Diabetic (Db) wound macrophages show impaired ferritin sequestration and altered polarization. A: Nondiabetic (NDb) and Db wounds stained for macrophages (Mac-3; green) and ferritin (red). DAPI indicates blue nuclei. Arrows denote ferritin-positive macrophages. B and C: Quantification of total ferritin-positive cells (B) and ferritin-positive macrophages (C). D: Immunoperoxidase staining for nitric oxide synthase 2 (Nos-2) and arginase-1. Arrows denote positive staining. EG: Quantification of wound macrophages (E), Nos-2–positive macrophages (F) and arginase-1–positive macrophages (G). B, C, and EG:P values (asterisks) are given versus day 0 (B and C) or day 3 (EG). Two-way analysis of variance with Tukey post-hoc analysis was performed. Data are expressed as means + SEM (B, C, and EG). n = 3 to 5 mice per group (AG). *P < 0.05, **P < 0.01, and ***P < 0.001 versus day 0; P < 0.05, ††P < 0.01, and †††P < 0.001 versus day 3. Scale bars = 50 μm (A and D).
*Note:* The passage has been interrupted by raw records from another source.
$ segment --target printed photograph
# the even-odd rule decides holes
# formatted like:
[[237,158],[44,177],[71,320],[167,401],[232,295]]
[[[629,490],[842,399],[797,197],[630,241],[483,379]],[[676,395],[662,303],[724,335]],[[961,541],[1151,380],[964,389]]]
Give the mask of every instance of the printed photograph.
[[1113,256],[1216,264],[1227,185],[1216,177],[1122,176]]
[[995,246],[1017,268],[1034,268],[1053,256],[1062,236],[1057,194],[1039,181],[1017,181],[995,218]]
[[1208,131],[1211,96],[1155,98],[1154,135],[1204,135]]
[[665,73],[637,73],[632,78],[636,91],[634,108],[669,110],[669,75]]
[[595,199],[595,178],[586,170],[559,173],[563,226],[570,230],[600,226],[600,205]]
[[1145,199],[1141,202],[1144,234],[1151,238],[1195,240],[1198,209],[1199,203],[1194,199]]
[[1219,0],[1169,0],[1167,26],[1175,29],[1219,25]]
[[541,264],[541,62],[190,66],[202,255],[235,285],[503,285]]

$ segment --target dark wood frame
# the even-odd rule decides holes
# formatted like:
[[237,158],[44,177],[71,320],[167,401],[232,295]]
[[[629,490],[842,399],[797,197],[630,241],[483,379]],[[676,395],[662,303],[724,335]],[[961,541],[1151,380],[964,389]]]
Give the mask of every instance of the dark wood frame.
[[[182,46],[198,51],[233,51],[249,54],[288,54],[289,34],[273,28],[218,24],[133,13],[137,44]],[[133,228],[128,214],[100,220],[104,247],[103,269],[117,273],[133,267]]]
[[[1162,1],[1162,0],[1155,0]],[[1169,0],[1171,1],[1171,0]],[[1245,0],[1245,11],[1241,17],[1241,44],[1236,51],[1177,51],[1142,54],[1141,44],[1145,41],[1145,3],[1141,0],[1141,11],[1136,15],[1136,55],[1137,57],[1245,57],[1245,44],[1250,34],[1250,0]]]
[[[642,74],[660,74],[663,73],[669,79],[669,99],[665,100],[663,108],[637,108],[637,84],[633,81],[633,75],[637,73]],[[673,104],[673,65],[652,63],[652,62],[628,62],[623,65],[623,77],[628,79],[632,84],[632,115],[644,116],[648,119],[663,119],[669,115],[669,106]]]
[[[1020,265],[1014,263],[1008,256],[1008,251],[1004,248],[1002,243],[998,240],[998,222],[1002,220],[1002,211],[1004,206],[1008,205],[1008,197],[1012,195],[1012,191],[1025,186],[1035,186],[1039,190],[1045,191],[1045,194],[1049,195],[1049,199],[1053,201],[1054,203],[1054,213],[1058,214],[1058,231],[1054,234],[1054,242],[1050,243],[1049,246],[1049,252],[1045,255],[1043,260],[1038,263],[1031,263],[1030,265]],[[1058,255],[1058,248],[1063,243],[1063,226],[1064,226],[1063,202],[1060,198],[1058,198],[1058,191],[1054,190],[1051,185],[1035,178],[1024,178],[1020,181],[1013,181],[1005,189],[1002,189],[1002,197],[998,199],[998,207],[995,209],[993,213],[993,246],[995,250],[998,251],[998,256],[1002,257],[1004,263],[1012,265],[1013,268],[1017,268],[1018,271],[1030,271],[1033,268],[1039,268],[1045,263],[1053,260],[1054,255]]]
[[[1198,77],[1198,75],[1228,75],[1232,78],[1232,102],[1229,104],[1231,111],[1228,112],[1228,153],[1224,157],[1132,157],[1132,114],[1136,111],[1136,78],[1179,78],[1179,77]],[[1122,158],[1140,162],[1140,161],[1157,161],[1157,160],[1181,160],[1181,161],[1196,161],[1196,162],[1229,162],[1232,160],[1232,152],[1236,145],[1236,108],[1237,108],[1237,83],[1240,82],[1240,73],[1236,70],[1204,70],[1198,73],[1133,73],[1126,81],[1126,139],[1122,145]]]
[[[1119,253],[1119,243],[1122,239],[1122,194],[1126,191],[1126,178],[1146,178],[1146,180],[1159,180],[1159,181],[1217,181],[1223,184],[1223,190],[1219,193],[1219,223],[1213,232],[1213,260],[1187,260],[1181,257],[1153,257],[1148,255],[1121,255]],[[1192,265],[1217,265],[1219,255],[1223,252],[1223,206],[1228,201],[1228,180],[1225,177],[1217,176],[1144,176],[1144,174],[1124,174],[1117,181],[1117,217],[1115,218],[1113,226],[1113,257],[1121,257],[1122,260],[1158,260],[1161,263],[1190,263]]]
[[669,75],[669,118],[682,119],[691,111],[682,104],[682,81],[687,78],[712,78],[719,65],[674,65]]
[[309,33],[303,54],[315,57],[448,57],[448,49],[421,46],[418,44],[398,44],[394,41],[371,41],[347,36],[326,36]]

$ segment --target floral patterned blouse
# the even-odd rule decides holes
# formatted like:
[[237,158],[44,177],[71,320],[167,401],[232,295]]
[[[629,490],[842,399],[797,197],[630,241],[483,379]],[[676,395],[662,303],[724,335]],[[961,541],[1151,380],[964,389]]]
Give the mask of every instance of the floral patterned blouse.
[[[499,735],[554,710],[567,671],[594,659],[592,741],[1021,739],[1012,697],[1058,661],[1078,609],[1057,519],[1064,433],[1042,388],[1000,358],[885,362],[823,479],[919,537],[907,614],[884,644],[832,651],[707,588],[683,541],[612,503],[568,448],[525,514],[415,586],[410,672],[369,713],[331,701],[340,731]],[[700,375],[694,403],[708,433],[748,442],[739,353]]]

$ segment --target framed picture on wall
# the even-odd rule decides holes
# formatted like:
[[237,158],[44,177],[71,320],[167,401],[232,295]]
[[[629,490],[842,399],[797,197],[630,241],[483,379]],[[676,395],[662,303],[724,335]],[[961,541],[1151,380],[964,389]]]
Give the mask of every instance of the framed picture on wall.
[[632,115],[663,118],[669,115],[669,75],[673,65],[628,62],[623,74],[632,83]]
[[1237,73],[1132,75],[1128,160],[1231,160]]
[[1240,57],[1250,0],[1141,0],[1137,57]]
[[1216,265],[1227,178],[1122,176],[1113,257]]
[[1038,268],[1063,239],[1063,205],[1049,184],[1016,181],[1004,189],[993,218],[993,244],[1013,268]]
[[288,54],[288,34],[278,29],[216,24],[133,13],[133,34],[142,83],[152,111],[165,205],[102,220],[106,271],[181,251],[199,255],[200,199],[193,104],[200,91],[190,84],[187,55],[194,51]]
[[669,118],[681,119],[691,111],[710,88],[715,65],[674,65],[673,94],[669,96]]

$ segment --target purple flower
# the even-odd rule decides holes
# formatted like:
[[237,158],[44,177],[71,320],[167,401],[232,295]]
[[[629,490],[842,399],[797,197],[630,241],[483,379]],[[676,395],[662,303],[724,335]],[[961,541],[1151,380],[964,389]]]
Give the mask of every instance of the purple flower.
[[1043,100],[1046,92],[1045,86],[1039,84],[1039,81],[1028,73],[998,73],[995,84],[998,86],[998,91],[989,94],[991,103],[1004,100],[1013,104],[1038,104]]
Endogenous Iron or Iron-Rich Extracellular Matrix Promotes Macrophage Differentiation

The tissue microenvironment drives monocyte to macrophage differentiation.5 We, thus, investigated the influence of exogenous iron on macrophage differentiation in THP-1 cells in vitro. Herein, iron (100 μmol/L FAC) administration significantly potentiated THP-1 monocyte differentiation in response to PMA treatment, marked by enhanced expression of the differentiation markers CD11b (P < 0.001), CD14 (P < 0.001), CD36, and CD54 (P < 0.001) (Figure 3, A–D). FAC also increased cellular adhesion, a phenotypic marker of differentiation (P < 0.001) (Figure 3E) and significantly induced cellular matrix metalloproteinase 9 activity (P < 0.001) (Figure 3, F and G).

Figure 3.

Figure 3

A high iron environment enhances phorbol 12-myristate 13-acetate (PMA)–induced differentiation in THP-1 macrophages (TDMs). TDMs were treated with ferric ammonium citrate (FAC) at the same time as PMA stimulation for differentiation. AD:CD11b (A), CD14 (B), CD36 (C), and CD54 (D) expression (quantitative real-time PCR, normalized to no PMA, no FAC group). EG: FAC treatment promotes adhesion (E) and matrix metalloproteinase 9 activity (F and G). HJ: Human dermal fibroblasts (HDFs) deposit extracellular matrix (ECM) high in collagens (green; H) and rich in iron, shown by Perls Prussian Blue staining (I) and ferrozine assay (J). Arrows indicate blue iron deposits. I: Inset: intracellular iron sequestration. KN: TDMs seeded onto FAC-treated HDF ECM display increased expression (quantitative real-time PCR) of differentiation markers. Two-way analysis of variance with Tukey post-hoc analysis was performed. Data are expressed as means + SEM (AE, G, and JN). n = 3 donors/3 independent experiments (AN). *P < 0.05, ***P < 0.001 versus control, no FAC group; P < 0.05, ††P < 0.01, and †††P < 0.001. Scale bar = 50 μm (HI). Original magnification, ×20 (inset). A, control; B, 10 μmol/L FAC; C, 100 μmol/L FAC.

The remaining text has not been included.